Un tale annuncio di Dio certo non sarebbe a priori inaccettabile per gli ebrei: in ogni caso esso non era «radicalmente non ebraico». Ma, come si può in qualche modo chiarire agli ebrei che questo annunciatore del regno di Dio deve essere chiamato anche figlio di Dio, e per alcuni addirittura Dio? Non sorprende che Gesù non abbia parlato alla maniera della teologia successiva per annunciare il grande «mistero»: Dio è uno, un’unica natura, ma in tre persone, e io sono la seconda persona divina, che ha assunto una seconda natura, quella umana?

Si pone però poi, per converso, la domanda costruttiva: come va visto, secondo lo stesso Nuovo Testamento, il rapporto di Gesù con Dio? Questa è la domanda cristologica (e, nel suo nucleo, anche trinitaria) originaria.

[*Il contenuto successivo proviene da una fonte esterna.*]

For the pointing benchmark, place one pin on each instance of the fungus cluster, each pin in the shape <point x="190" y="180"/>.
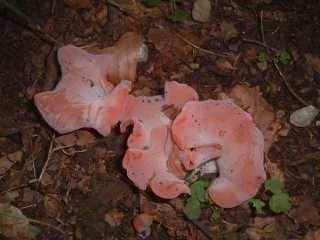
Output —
<point x="94" y="92"/>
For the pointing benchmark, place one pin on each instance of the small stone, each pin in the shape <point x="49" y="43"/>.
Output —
<point x="201" y="10"/>
<point x="304" y="116"/>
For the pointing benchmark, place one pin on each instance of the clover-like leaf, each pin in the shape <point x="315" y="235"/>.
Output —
<point x="192" y="209"/>
<point x="274" y="186"/>
<point x="279" y="203"/>
<point x="257" y="204"/>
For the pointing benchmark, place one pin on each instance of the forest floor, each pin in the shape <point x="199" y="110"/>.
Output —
<point x="73" y="186"/>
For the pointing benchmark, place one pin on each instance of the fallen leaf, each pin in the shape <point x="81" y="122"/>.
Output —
<point x="52" y="205"/>
<point x="79" y="138"/>
<point x="314" y="61"/>
<point x="201" y="10"/>
<point x="7" y="161"/>
<point x="250" y="99"/>
<point x="13" y="224"/>
<point x="226" y="31"/>
<point x="223" y="67"/>
<point x="306" y="213"/>
<point x="77" y="4"/>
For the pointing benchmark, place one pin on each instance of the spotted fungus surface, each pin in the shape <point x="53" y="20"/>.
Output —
<point x="222" y="130"/>
<point x="85" y="97"/>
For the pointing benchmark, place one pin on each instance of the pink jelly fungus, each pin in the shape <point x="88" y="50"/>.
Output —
<point x="240" y="146"/>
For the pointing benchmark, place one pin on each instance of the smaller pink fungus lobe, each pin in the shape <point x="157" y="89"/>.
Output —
<point x="86" y="97"/>
<point x="149" y="166"/>
<point x="82" y="98"/>
<point x="178" y="94"/>
<point x="197" y="131"/>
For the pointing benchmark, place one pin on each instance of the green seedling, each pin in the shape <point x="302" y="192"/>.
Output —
<point x="199" y="198"/>
<point x="281" y="58"/>
<point x="257" y="204"/>
<point x="216" y="213"/>
<point x="279" y="201"/>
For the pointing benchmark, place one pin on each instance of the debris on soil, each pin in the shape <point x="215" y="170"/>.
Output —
<point x="201" y="10"/>
<point x="303" y="117"/>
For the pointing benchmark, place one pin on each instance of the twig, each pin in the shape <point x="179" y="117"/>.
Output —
<point x="48" y="158"/>
<point x="261" y="27"/>
<point x="227" y="55"/>
<point x="247" y="40"/>
<point x="46" y="225"/>
<point x="289" y="86"/>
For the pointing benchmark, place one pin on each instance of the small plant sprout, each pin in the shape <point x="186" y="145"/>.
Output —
<point x="199" y="198"/>
<point x="257" y="204"/>
<point x="281" y="58"/>
<point x="279" y="201"/>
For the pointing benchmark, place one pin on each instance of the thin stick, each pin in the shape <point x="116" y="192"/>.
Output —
<point x="48" y="158"/>
<point x="261" y="27"/>
<point x="247" y="40"/>
<point x="202" y="49"/>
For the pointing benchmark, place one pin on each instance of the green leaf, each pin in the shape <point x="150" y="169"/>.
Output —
<point x="257" y="204"/>
<point x="262" y="57"/>
<point x="178" y="16"/>
<point x="282" y="57"/>
<point x="199" y="190"/>
<point x="279" y="203"/>
<point x="192" y="209"/>
<point x="152" y="3"/>
<point x="216" y="214"/>
<point x="273" y="185"/>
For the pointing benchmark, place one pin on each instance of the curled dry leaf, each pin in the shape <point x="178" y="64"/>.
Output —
<point x="7" y="161"/>
<point x="250" y="99"/>
<point x="77" y="4"/>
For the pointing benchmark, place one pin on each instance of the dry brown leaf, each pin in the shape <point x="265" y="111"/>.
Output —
<point x="7" y="161"/>
<point x="223" y="67"/>
<point x="170" y="45"/>
<point x="314" y="61"/>
<point x="250" y="99"/>
<point x="306" y="213"/>
<point x="13" y="224"/>
<point x="77" y="4"/>
<point x="52" y="205"/>
<point x="226" y="31"/>
<point x="163" y="213"/>
<point x="79" y="138"/>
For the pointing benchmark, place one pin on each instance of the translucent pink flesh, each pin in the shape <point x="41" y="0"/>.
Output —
<point x="178" y="94"/>
<point x="83" y="97"/>
<point x="148" y="166"/>
<point x="241" y="171"/>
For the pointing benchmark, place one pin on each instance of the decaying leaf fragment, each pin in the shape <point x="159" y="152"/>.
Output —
<point x="13" y="224"/>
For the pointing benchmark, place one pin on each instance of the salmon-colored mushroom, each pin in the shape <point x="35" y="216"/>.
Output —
<point x="85" y="96"/>
<point x="222" y="129"/>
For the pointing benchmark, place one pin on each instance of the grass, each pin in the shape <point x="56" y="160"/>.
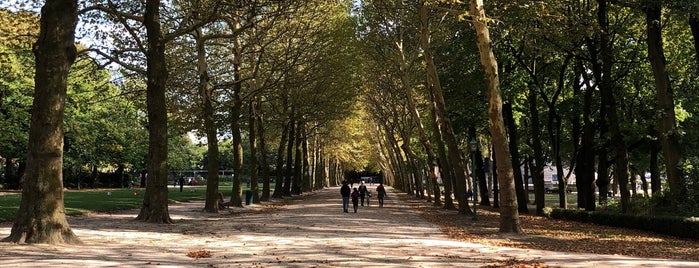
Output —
<point x="79" y="202"/>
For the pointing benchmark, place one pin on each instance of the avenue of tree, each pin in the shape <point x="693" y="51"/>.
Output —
<point x="298" y="93"/>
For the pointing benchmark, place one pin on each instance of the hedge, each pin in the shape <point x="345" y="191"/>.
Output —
<point x="685" y="227"/>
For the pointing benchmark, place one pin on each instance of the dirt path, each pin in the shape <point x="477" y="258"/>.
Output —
<point x="311" y="231"/>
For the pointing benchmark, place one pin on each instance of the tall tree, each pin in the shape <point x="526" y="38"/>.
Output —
<point x="155" y="199"/>
<point x="509" y="217"/>
<point x="41" y="216"/>
<point x="669" y="133"/>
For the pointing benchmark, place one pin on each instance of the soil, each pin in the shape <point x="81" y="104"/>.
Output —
<point x="309" y="230"/>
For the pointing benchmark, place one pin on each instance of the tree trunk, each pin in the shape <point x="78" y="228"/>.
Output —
<point x="307" y="179"/>
<point x="279" y="178"/>
<point x="288" y="171"/>
<point x="254" y="159"/>
<point x="155" y="199"/>
<point x="41" y="217"/>
<point x="445" y="170"/>
<point x="509" y="217"/>
<point x="263" y="157"/>
<point x="654" y="169"/>
<point x="694" y="26"/>
<point x="427" y="146"/>
<point x="517" y="171"/>
<point x="537" y="167"/>
<point x="453" y="149"/>
<point x="607" y="88"/>
<point x="207" y="103"/>
<point x="298" y="164"/>
<point x="669" y="136"/>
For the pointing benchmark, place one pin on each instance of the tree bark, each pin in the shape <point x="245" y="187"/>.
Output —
<point x="669" y="136"/>
<point x="263" y="157"/>
<point x="207" y="103"/>
<point x="694" y="26"/>
<point x="445" y="170"/>
<point x="286" y="187"/>
<point x="41" y="217"/>
<point x="155" y="199"/>
<point x="517" y="171"/>
<point x="606" y="87"/>
<point x="254" y="160"/>
<point x="537" y="167"/>
<point x="509" y="216"/>
<point x="279" y="178"/>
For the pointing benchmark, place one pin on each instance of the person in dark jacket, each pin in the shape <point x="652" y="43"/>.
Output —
<point x="381" y="193"/>
<point x="345" y="192"/>
<point x="355" y="199"/>
<point x="362" y="192"/>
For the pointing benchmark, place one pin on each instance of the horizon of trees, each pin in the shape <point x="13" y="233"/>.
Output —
<point x="310" y="90"/>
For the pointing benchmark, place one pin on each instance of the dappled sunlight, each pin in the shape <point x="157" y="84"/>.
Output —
<point x="309" y="232"/>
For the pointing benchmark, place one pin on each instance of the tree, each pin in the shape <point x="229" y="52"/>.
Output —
<point x="41" y="216"/>
<point x="509" y="218"/>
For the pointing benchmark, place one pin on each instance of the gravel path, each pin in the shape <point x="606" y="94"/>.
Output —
<point x="310" y="231"/>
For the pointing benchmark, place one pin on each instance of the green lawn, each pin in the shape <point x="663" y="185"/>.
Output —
<point x="84" y="201"/>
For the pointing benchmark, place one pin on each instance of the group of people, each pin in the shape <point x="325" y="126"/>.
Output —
<point x="359" y="194"/>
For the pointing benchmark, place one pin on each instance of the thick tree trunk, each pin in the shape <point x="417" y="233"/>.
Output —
<point x="427" y="146"/>
<point x="453" y="149"/>
<point x="694" y="25"/>
<point x="307" y="180"/>
<point x="445" y="170"/>
<point x="537" y="167"/>
<point x="279" y="178"/>
<point x="606" y="87"/>
<point x="517" y="171"/>
<point x="254" y="159"/>
<point x="483" y="189"/>
<point x="41" y="217"/>
<point x="155" y="199"/>
<point x="288" y="171"/>
<point x="263" y="157"/>
<point x="298" y="164"/>
<point x="654" y="169"/>
<point x="669" y="136"/>
<point x="207" y="104"/>
<point x="509" y="216"/>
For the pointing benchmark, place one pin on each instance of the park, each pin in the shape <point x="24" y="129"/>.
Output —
<point x="218" y="133"/>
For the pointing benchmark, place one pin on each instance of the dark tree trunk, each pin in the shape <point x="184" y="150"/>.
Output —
<point x="237" y="184"/>
<point x="307" y="182"/>
<point x="496" y="189"/>
<point x="41" y="217"/>
<point x="445" y="170"/>
<point x="694" y="25"/>
<point x="298" y="164"/>
<point x="669" y="134"/>
<point x="288" y="171"/>
<point x="207" y="103"/>
<point x="607" y="88"/>
<point x="155" y="199"/>
<point x="279" y="178"/>
<point x="537" y="168"/>
<point x="514" y="152"/>
<point x="654" y="169"/>
<point x="254" y="159"/>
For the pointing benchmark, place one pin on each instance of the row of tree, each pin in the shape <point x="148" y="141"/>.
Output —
<point x="261" y="71"/>
<point x="601" y="88"/>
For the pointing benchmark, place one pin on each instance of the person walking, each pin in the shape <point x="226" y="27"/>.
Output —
<point x="345" y="192"/>
<point x="380" y="193"/>
<point x="362" y="192"/>
<point x="355" y="199"/>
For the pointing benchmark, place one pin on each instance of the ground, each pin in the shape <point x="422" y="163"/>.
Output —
<point x="311" y="231"/>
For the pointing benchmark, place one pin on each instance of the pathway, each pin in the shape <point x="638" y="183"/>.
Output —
<point x="309" y="232"/>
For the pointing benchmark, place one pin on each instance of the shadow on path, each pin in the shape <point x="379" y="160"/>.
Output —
<point x="310" y="231"/>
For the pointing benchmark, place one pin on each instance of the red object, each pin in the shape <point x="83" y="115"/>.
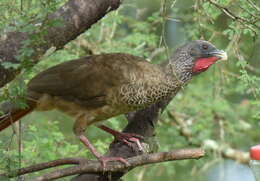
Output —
<point x="202" y="64"/>
<point x="255" y="152"/>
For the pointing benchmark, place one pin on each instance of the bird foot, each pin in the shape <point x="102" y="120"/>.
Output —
<point x="104" y="160"/>
<point x="129" y="138"/>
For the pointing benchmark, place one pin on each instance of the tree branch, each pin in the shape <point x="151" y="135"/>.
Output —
<point x="90" y="166"/>
<point x="234" y="17"/>
<point x="76" y="17"/>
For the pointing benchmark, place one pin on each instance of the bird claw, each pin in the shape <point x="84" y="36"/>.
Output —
<point x="129" y="138"/>
<point x="104" y="160"/>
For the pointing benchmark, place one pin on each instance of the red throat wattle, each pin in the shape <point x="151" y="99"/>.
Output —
<point x="202" y="64"/>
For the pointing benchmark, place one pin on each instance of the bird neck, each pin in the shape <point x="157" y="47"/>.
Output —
<point x="180" y="71"/>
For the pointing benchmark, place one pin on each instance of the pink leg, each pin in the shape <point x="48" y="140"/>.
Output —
<point x="102" y="159"/>
<point x="124" y="137"/>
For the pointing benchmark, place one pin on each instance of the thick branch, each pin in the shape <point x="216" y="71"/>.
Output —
<point x="76" y="17"/>
<point x="90" y="166"/>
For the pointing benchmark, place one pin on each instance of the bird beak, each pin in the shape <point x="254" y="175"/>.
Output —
<point x="222" y="55"/>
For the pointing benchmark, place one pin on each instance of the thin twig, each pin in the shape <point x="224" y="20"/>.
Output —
<point x="233" y="16"/>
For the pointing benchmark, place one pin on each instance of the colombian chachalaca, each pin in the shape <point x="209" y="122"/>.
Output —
<point x="98" y="87"/>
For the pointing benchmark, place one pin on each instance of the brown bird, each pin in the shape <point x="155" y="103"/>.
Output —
<point x="99" y="87"/>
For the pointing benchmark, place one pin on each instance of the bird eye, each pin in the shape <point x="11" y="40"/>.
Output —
<point x="205" y="47"/>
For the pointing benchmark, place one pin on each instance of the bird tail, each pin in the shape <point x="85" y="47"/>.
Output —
<point x="13" y="114"/>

Su tre punti non esistono dubbi secondo le fonti:

– Gesù ha parlato, pregato, lottato e sofferto in forza di un’esperienza, di una presenza, di una certezza di Dio ultimamente inesplicabili, anzi in forza di un’unità con Dio inteso come suo Padre.

– Egli però – e in questo oggi concorda l’esegesi storico-critica sia ebraica sia cristiana – non ha riferito a se stesso il titolo di figlio di Dio.

– La sua pretesa però – e qui comincia la disputa ebraico-cristiana – di fatto andava oltre quella di un profeta: in questo senso egli, contro l’insegnamento e la prassi dominanti, l’insegnamento e la prassi quindi dei ceti dominanti, si attribuiva l’autorità di Dio. Qui, in lui – e lo si poteva valutare in senso positivo o negativo – c’è di fatto «più che Mosè», più che i profeti.